The Compliance Countdown: Your 4-Step Checklist to De-Risk

The rules of employment are changing, and for hospitality, that means one thing: the time for reactive management is over. We recently sponsored a vital breakfast briefing hosted by The Caterer where industry champions from UK Hospitality to the people leaders at The Belfry and RedCat Pub Co. met to unpack the complex, costly, and consequential legal roadmap ahead.

Here is the strategic breakdown of what’s coming and the operational shifts you need to implement now.

1. The Two-Year Cost Headwind: Sick Pay & Financial Pressure

The first major wave of legislation hitting in April 2026, specifically the changes to Statutory Sick Pay (SSP) will deliver a significant cost challenge.

  • SSP from Day One: The waiting period will be abolished, meaning employers will shoulder the cost of absence from the first day of sickness. Furthermore, the lower earnings limit will be removed, extending SSP eligibility to all employees, including the lowest-paid.
  • The Commercial Reality: As Lee Milton of RedCat Pub Co. noted, every business includes SSP in its financial forecasting. This change, coupled with successive National Living Wage increases, creates a massive burden.
  • The Managerial Shift: As Kirsten Price of The Belfry Hotel and Resorts highlighted, the focus must shift from merely accepting high absence rates to tackling the root causes. Use technology to facilitate employee-built rotas and true flexibility, then educate managers on the commercial impact of absence to change behaviour.

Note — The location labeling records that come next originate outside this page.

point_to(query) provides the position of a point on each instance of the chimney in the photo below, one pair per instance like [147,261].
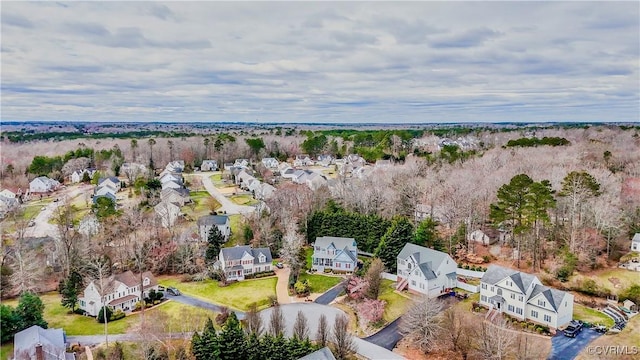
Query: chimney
[39,352]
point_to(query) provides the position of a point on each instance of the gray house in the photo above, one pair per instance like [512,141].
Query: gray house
[42,344]
[239,261]
[205,224]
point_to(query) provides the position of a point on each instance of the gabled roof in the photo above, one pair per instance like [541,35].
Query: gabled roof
[212,220]
[52,341]
[237,252]
[496,273]
[553,296]
[428,259]
[339,242]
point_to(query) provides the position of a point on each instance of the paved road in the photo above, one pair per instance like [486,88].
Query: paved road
[227,205]
[331,294]
[189,300]
[313,311]
[388,337]
[566,348]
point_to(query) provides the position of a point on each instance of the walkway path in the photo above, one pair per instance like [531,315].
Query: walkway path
[227,205]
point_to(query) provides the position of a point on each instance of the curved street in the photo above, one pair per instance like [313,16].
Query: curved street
[227,205]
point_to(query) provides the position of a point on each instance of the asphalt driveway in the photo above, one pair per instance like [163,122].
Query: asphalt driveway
[331,294]
[566,348]
[388,337]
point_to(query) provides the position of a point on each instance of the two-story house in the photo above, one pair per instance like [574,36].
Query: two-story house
[205,223]
[119,292]
[523,296]
[425,271]
[335,253]
[239,261]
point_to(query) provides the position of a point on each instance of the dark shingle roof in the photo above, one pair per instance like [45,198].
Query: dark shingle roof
[213,220]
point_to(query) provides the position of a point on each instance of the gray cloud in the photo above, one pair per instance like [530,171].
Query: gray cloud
[411,62]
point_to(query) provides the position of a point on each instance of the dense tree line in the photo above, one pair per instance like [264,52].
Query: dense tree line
[28,313]
[232,342]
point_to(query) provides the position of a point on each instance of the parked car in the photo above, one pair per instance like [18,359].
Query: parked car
[173,291]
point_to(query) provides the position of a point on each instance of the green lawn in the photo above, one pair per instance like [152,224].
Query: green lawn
[178,316]
[396,303]
[243,199]
[238,295]
[236,222]
[587,314]
[320,283]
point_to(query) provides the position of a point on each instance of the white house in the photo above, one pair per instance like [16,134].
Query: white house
[209,165]
[425,271]
[239,261]
[523,296]
[38,343]
[205,224]
[113,181]
[302,160]
[43,184]
[334,253]
[270,163]
[167,212]
[175,196]
[635,243]
[121,292]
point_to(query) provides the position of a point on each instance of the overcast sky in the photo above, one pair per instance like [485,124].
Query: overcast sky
[417,62]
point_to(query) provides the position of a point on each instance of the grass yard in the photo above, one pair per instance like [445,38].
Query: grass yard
[396,303]
[587,314]
[74,324]
[238,295]
[629,336]
[625,278]
[320,283]
[243,199]
[202,203]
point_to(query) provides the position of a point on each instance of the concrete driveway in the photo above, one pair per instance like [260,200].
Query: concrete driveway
[227,205]
[331,294]
[566,348]
[313,311]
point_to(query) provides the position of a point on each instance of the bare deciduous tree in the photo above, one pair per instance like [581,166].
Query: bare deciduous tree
[342,338]
[422,323]
[301,326]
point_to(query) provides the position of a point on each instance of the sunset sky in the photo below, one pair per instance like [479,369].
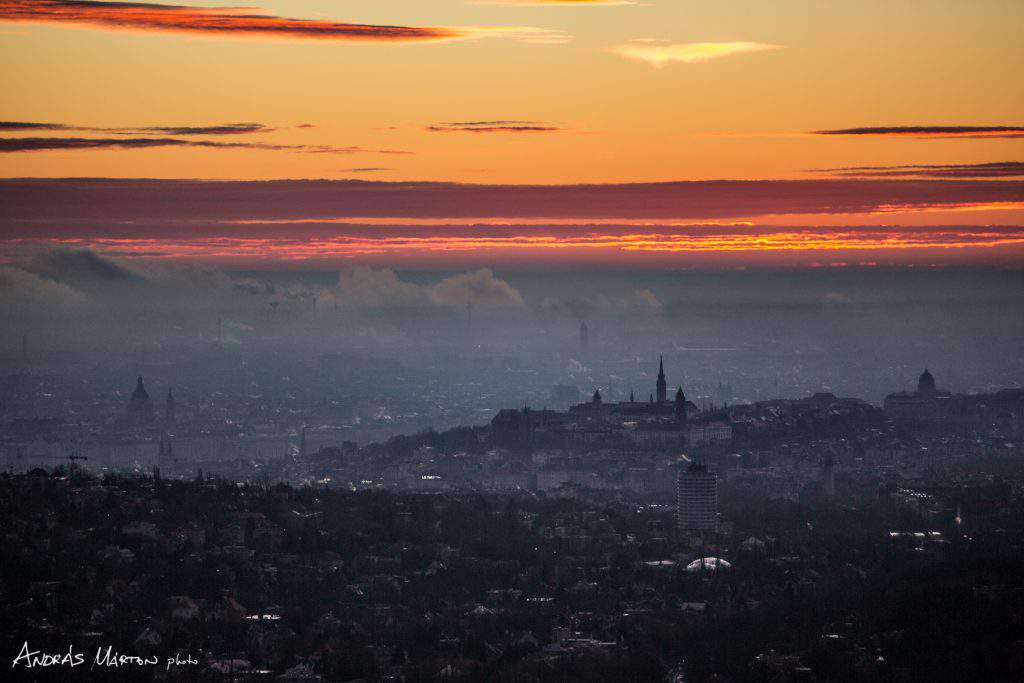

Our Takeaway: Businesses must stop seeing sick pay solely as an HR issue and start viewing it as a massive P&L line item. Strategic investment in wellness and flexible scheduling is the only way to mitigate this cost.

2. The Day One Rights Debate: Hiring with Certainty

Perhaps the most discussed, and debated, change is the proposed shift to Day One unfair dismissal rights.

Currently, the two-year qualifying period gives employers space to assess new hires. This new approach, while noble in intent, creates a risk for an industry built on giving people a chance.

  • The Danger of Caution: As UK Hospitality’s David Sheen explained, the worry is that operators will become overly cautious and less likely to take a risk on the entry-level or less-experienced candidates that the sector is famous for hiring.
  • The Light Touch Dilemma: Government proposals include a “light-touch” dismissal process during a statutory probationary period (potentially up to nine months). However, until the detail is confirmed, it is the ambiguity that is most challenging.

The Administrative Solution: The solution isn’t legal, it’s procedural. Managers are not born great administrators, but the law requires documentation. Investing in training and simple performance management tools that ensure easy, documented, and frequent feedback during the probation period is now non-negotiable.

3. Predictability of Shifts: Balancing Compliance and Flexibility

The legislation aims to tackle ‘one-sided flexibility’ with changes to zero-hour contracts and a push for greater shift predictability (with notice periods and compensation for last minute cancellations).

  • The Hospitality Conundrum: Hospitality thrives on quick adaptability, from event catering to a sudden rush on a sunny day. Mutual flexibility is what team members often value most.
  • The Tech Imperative: Dan Maimone CX Experience at Harri pointed out that the US experience with similar ‘Fair Scheduling’ laws proves that everything must be documented and agreed upon with ease. You need systems that allow for swift, transparent shift swapping and accurate, data-driven forecasting.
  • The Next Step: As an industry, we must aim for a minimum standard of a 14 day rota notice. Anything less forces reactive management. By improving internal communication and using technology to forecast more accurately, operators can provide greater certainty without losing the operational agility they need.

4. The Cultural Imperative: Preparation is Everything

The panel was unanimous: waiting for the full legislative detail is a massive mistake. Leaders must start preparing now.

Legislative Focus

What to Do Today

SSP & Cost Control (From April 2026)

Review absence data to find root causes. Invest in flexible scheduling and wellness initiatives to drive down voluntary absence.

Day One Rights (Expected 2027)

Audit manager training. Ensure managers are having regular, documented coaching conversations, not just six-month appraisals.

Sexual Harassment (Third-party protection)

Review existing policies. Ensure your training covers manager intervention for customer-on-employee harassment.

The Harri Takeaway: Raise the Bar

While the legislation presents challenges, it offers a single, undeniable benefit: it raises the minimum employment standard across the sector, making it a fairer place to work.

The best employers are already doing this. For the rest, this is your chance to get ahead of the curve. The new game plan isn’t about simply surviving regulation; it’s about leveraging technology and best practices to redefine what GREAT employment looks like in hospitality; fair, flexible, and future-ready.